Ductal carcinoma in situ (DCIS) is a non-invasive type of tumor that can sometimes progress to a more lethal form of breast cancer and represents about 25% of all breast cancer cases. Between 30% and 50% of DCIS patients may develop an invasive stage of cancer, yet identifying which tumors will progress is still a challenge due to unknown biomarkers. Current diagnostic practices include multiplexed staining or single-cell RNA sequencing to determine DCIS stages in tissue samples, but these methods are costly and not widely used. This has led to potential overtreatment of patients with DCIS. Now, a new artificial intelligence (AI) model can distinguish different stages of DCIS from inexpensive and readily available breast tissue images.

The model developed by an interdisciplinary team of researchers from MIT (Cambridge, MA, USA) and ETH Zurich (Zurich, Switzerland) was trained and tested using one of the largest datasets of its kind that built because such tissue images are so easy to obtain.

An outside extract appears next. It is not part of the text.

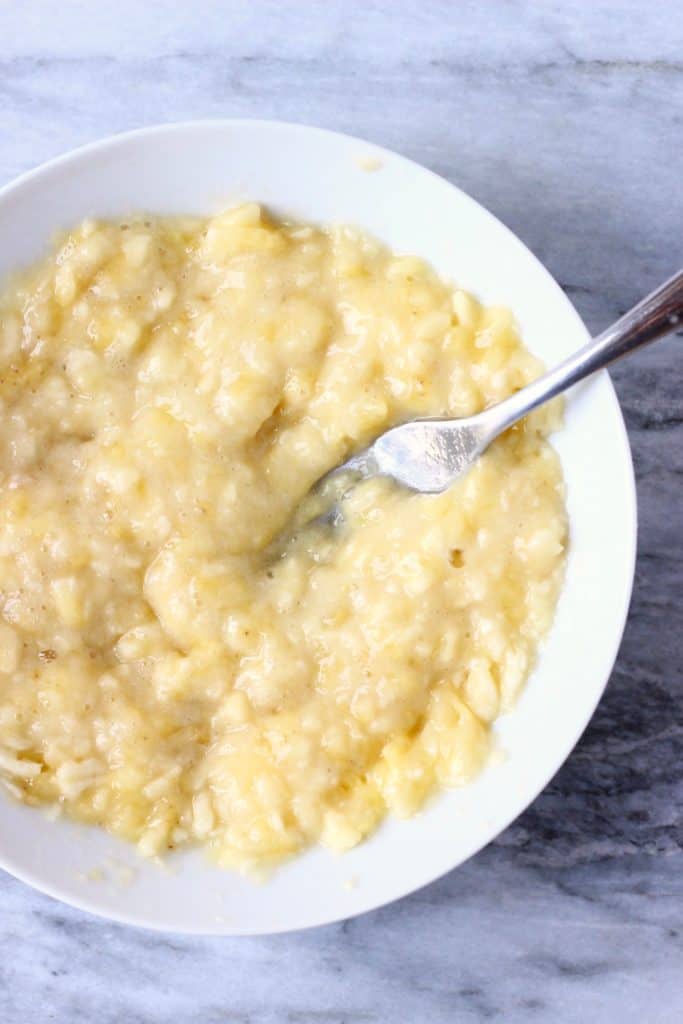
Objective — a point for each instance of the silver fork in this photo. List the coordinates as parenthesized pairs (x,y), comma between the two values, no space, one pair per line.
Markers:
(428,455)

This AI model could potentially streamline the diagnosis process for simpler DCIS cases, reducing reliance on labor-intensive methods and allowing clinicians to focus more on ambiguous cases. Previously, the team found that a low-cost imaging technique called chromatin staining could deliver insights comparable to those from high-cost single-cell RNA sequencing. They hypothesized that combining this staining method with a sophisticated machine-learning model could yield detailed cancer stage information at a lower cost.

They compiled a dataset of 560 tissue sample images from 122 patients across three disease stages to train their AI model. This model learns to represent the state of each cell within an image to determine the cancer's stage. Recognizing that not all cells indicate cancer presence, the team engineered the model to create clusters of cells with similar states, identifying eight distinct states critical for diagnosing DCIS. Some states suggest a higher likelihood of invasive cancer. However, they learnt that knowing the proportion of each cell state was insufficient; understanding how these cells are organized within the tissue was also crucial. The model was enhanced to assess both the proportion and spatial arrangement of cell states, thereby significantly improving its accuracy. When compared to traditional pathologist evaluations, the model showed high concordance in many cases. For less definitive cases, the model provided insights into tissue sample features, like cell organization, which could aid pathologists in their diagnostics. This model’s versatility suggests potential applications beyond breast cancer to other cancers and neurodegenerative diseases, areas the researchers are currently exploring.

“We took the first step in understanding that we should be looking at the spatial organization of cells when diagnosing DCIS, and now we have developed a technique that is scalable,” said MIT’s Caroline Uhler. “From here, we really need a prospective study. Working with a hospital and getting this all the way to the clinic will be an important step forward.”